Ruteng, Vox NTT- Tim Pembela Demokrasi Indonesia (TPDI) meminta Pemerintah Provinsi NTT agar jangan mencari orang yang dijadikan tumpuan kesalahan atau ‘kambing hitam’ atas polemik aksi telanjang di Besipa’e, Desa Mio, Kecamatan Amanuban Selatan, Kabupaten Timor Tengah Selatan (TTS).
Hal itu disampaikan TPDI sebagai respon atas rencana Pemprov NTT untuk mengambil langkah hukum di balik aksi telanjang kaum ibu tersebut.
Baca: Gubernur NTT Disambut Aksi Telanjang Ibu-ibu di Besipa’e TTS
Sebelumnya, rencana bakal melaporkan aksi telanjang tersebut ke Polisi disampaikan oleh Kepala Biro Hukum Sekretariat Daerah Provinsi NTT, Alex Lumba.
Baca: Aksi Telanjang, Pemprov NTT Bakal Polisikan Warga Besipa’e TTS
Koordinator TPDI Petrus Salestinus mengatakan, Alex Lumba sebaiknya berkoordinasi dengan Polda NTT untuk mempidanakan pihak-pihak yang merekam dan mendistribusikan insiden telanjang dada beberapa ibu di Besipa’e.

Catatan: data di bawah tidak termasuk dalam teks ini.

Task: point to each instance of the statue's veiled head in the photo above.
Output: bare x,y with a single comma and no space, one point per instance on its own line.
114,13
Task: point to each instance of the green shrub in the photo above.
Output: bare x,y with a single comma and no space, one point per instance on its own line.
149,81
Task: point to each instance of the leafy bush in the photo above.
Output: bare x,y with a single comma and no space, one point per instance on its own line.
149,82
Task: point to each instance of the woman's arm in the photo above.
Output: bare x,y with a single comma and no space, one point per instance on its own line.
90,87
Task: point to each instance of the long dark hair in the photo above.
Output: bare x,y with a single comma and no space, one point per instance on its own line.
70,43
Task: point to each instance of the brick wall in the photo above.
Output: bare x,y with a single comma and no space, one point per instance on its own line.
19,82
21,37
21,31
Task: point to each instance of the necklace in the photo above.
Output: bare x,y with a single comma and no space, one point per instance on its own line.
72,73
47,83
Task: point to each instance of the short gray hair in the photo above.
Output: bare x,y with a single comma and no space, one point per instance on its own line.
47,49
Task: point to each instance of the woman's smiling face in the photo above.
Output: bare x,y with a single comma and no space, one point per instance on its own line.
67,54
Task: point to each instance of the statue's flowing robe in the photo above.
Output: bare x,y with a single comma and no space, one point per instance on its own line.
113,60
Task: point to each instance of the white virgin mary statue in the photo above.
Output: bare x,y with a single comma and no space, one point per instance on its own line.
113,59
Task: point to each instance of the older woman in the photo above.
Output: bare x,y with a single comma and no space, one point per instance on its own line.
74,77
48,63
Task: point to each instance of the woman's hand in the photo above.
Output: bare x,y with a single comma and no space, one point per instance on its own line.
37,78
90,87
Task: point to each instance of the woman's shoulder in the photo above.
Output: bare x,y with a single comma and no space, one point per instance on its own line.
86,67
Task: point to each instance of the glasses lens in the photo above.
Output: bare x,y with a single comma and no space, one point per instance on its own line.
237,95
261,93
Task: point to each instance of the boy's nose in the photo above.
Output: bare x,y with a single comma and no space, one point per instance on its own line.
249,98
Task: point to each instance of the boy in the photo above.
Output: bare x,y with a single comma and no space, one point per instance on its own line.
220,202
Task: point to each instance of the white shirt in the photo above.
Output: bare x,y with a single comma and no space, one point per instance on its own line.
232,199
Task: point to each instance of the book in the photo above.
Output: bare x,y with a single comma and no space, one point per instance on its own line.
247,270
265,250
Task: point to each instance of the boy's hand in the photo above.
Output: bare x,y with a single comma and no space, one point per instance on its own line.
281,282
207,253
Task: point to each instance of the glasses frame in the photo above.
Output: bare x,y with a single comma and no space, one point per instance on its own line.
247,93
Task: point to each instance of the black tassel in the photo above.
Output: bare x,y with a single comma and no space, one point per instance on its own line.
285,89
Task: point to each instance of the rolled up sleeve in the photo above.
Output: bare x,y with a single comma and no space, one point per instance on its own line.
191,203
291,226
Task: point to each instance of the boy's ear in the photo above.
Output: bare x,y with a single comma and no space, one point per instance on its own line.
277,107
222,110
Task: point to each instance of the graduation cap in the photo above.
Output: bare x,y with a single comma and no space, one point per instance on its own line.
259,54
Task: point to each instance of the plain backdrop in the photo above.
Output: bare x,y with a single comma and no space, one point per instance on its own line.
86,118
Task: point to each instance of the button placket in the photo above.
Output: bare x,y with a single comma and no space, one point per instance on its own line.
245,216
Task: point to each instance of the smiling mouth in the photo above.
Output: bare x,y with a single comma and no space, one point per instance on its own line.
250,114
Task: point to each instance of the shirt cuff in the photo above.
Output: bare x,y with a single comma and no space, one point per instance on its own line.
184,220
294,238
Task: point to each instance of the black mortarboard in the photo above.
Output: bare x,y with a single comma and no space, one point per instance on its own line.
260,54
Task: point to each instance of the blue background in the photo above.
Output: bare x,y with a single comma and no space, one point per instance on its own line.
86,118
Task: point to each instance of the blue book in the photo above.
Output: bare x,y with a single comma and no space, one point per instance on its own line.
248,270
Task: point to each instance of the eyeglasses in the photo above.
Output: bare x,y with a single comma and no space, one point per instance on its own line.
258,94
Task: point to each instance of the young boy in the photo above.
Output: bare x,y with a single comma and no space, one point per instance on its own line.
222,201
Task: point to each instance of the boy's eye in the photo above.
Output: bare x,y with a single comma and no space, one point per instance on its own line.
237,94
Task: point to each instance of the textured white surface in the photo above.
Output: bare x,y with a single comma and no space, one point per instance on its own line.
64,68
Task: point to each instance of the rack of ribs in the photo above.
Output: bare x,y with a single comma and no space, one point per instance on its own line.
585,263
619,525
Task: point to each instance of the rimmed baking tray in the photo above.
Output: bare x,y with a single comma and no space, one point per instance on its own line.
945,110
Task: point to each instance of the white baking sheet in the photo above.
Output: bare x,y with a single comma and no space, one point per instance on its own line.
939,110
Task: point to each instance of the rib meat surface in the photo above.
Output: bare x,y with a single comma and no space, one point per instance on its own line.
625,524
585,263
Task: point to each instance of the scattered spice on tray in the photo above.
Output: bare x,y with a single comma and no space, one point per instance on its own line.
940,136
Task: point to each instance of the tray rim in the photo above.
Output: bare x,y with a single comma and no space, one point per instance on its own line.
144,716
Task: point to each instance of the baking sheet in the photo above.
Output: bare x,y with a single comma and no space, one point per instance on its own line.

Menurut Salestinus, perbuatan yang dilarang dan diancam dengan pidana penjara oleh UU adalah perbuatan mendistribusikan dan/atau mentrasmisikan dan/atau membuat dapat diaksesnya dokumen elektronik (rekaman video).
Dalam konteks kasus ini yakni, video ibu-ibu “bertelanjang dada” dalam aksi demo memprotes kehadiran Gubernur NTT Viktor B. Laiskodat dan rombongan saat hendak memasuki pekarangan pemukiman warga Besipa’e pada 12 Mei 2020 lalu.
“Polisi harus mencari siapa pelaku yang medistribusikan dan/atau mentrasmisikan dan/atau membuat dapat diaksesnya informasi elektronik dan/atau dokumen elektronik yang memiliki muatan yang melanggar kesusilaan sesuai perintah UU ITE sebagai hukum positif,” ujar advokat Peradi itu dalam rilis yang diterima VoxNtt.com, Jumat (15/05/2020).
Dasar hukumnya, lanjut Salestinus, adalah ketentuan Pasal 27 ayat (1) junto Pasal 45 UU Nomor 19 Tahun 2016 tentang ITE.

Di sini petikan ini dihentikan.